В настоящее время он достиг больших высот: главный художник театра. Матушка ежемесячно получает от старшего сына переводы — когда на пятьдесят, когда на семьдесят целковых. Не забывает Валетка, точнее уж Валентин Георгиевич, и матушкины именины. В этот день Ксении Филипповне доставляют от сына и поздравительную телеграмму, и посылку с фруктами. И она до небес превозносит своего «старшого». Светелка до сих пор называется Валеткиной, хотя вот уже больше двадцати лет сын ни разочку не навестил родной город. Не приезжал он и на похороны отца.

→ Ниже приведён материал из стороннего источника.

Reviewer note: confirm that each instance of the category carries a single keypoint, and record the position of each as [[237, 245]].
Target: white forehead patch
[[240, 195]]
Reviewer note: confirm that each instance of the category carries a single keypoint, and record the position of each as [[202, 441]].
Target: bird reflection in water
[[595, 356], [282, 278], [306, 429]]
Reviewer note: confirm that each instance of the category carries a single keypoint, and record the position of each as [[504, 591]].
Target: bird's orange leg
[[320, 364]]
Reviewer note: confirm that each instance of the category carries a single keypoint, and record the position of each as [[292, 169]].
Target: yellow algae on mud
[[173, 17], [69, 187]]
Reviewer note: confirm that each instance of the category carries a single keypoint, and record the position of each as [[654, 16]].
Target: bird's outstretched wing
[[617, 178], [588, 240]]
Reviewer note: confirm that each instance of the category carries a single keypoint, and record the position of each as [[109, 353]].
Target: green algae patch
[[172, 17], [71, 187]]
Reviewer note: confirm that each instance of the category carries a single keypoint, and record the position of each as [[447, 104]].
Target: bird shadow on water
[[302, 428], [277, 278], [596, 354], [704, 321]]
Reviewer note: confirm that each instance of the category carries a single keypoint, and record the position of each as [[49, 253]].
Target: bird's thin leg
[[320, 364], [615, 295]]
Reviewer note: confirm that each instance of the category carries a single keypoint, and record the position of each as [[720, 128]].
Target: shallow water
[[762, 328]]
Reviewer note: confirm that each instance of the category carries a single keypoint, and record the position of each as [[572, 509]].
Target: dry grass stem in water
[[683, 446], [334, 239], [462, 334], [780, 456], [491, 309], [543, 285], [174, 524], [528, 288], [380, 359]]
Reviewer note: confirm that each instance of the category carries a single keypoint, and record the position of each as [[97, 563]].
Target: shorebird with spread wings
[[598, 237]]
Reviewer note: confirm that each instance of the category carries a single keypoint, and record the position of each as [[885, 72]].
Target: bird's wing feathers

Сейчас моя многоречивая Ксения Филипповна (она страшно негодует, когда кто-нибудь из соседей называет ее «теткой Оксей») ждет со дня на день возвращения из армии младшего своего отпрыска — ненаглядного Антошу.

Обычно за вечерним чаем, о чем бы ни начинался у нас разговор, она непременно сведет его на Антошу — «писаного красавчика, вьюношу кроткой ангельской души, застенчивого до ужасти… такой теперь даже девицы не найдешь на всем белом свете».